Set your RRSIG validity window to 14 days and re-sign every 7 days. That gives you a week of runway if automation breaks. Then monitor it:
[infrarunbook-admin@sw-infrarunbook-01 ~]$ dig +dnssec +multi solvethenetwork.com SOA @127.0.0.1 | \
awk '/RRSIG SOA/{getline; print "RRSIG expiry:", $1}'
RRSIG expiry: 20260430120000
Build that into your monitoring system with an alert threshold of 7 days before expiry. By the time RRSIG has expired, it's an outage — you want to catch it as a warning, not an incident.
Run
dnssec-checkzonein your zone deployment pipeline. Make it a gating step that prevents unsigned or incorrectly signed zones from being loaded into production:
[infrarunbook-admin@sw-infrarunbook-01 ~]$ dnssec-checkzone solvethenetwork.com \
/etc/bind/zones/solvethenetwork.com.zone.signed
zone solvethenetwork.com/IN: loaded serial 2026041601
OK
For key rollovers, follow the RFC 6781 rollover procedures. Double-signature rollover for ZSKs: publish the new ZSK alongside the old, wait one TTL for it to propagate, start signing with the new ZSK, wait another TTL, then remove the old ZSK. For KSK rollovers: publish the new KSK, wait for propagation, submit the new DS to the registrar, wait for DS propagation and TTL expiry, then remove the old KSK. Never skip steps and never rush the timing.
Keep NTP synchronized on every resolver in your infrastructure. This sounds basic, but I've traced DNSSEC failures back to clock drift on VMs restored from snapshots where NTP was disabled or lost its configuration. Make NTP synchronization a monitored service, not an assumption.

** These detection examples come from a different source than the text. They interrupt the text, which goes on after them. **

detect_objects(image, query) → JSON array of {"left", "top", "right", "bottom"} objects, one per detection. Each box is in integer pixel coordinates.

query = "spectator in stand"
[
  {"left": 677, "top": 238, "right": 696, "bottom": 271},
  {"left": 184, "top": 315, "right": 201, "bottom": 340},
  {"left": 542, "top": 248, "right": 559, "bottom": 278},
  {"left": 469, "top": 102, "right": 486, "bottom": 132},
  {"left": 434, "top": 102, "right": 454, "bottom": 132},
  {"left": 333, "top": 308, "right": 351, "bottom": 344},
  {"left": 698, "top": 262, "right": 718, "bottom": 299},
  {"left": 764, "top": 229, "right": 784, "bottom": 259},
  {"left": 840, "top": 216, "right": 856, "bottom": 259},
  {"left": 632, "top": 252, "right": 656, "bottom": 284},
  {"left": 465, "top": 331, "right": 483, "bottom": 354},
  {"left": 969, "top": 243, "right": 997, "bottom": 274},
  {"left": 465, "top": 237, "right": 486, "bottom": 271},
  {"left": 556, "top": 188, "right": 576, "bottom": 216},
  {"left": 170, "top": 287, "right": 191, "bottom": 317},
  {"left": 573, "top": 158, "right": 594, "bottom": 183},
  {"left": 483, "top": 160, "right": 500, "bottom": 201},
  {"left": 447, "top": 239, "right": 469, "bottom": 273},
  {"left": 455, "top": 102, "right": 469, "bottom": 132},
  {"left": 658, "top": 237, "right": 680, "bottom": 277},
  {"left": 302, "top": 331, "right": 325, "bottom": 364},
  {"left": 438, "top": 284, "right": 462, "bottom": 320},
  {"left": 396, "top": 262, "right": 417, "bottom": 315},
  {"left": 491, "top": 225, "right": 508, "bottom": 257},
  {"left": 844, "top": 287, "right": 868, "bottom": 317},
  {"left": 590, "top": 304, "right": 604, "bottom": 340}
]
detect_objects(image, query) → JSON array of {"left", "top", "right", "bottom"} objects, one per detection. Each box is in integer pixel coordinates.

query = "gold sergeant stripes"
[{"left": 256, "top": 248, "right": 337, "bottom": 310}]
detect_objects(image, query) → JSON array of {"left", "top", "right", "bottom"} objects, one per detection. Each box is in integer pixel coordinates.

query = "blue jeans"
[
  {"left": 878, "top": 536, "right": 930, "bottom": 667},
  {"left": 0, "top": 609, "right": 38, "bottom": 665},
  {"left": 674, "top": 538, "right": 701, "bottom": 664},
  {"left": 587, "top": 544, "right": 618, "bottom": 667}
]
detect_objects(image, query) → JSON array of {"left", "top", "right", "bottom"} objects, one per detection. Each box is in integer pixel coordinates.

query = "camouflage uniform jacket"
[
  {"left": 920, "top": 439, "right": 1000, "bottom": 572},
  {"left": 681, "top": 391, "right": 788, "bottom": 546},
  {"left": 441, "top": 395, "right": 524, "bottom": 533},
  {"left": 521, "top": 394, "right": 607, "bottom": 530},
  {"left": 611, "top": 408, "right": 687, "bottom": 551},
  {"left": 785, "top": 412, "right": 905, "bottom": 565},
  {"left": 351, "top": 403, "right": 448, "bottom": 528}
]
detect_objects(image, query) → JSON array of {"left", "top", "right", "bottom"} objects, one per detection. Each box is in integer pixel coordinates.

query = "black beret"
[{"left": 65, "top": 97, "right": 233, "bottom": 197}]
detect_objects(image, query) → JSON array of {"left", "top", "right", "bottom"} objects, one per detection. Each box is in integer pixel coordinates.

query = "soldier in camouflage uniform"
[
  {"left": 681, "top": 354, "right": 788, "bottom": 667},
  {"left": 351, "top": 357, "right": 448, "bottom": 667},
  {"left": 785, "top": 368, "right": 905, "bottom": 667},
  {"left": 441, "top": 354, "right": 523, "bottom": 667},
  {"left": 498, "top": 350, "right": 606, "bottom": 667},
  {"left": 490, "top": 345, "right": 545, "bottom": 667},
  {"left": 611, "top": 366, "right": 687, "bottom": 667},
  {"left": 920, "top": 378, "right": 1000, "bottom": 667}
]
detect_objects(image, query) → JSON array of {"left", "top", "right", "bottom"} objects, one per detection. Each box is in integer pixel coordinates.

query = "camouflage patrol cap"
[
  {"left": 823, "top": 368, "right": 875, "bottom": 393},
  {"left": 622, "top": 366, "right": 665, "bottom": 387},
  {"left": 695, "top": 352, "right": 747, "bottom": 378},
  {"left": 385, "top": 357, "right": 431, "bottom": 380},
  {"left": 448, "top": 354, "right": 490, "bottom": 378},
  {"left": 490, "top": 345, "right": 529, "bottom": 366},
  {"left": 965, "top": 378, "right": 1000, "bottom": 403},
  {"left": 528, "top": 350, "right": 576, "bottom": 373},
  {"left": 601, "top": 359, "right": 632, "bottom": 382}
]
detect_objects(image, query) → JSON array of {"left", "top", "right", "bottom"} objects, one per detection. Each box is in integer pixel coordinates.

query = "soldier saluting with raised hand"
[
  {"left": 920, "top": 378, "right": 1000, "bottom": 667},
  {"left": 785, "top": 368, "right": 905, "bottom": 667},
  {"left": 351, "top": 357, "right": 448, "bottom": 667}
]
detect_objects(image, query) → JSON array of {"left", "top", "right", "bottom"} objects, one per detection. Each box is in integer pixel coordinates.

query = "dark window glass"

Finally, test DNSSEC validation from multiple vantage points regularly. A signing algorithm unsupported by one resolver might work fine from another. Synthetic monitoring that queries your zone from external resolvers — not just your internal infrastructure — will catch validation failures that only affect specific resolver implementations or ISP deployments, giving you the full picture before users do.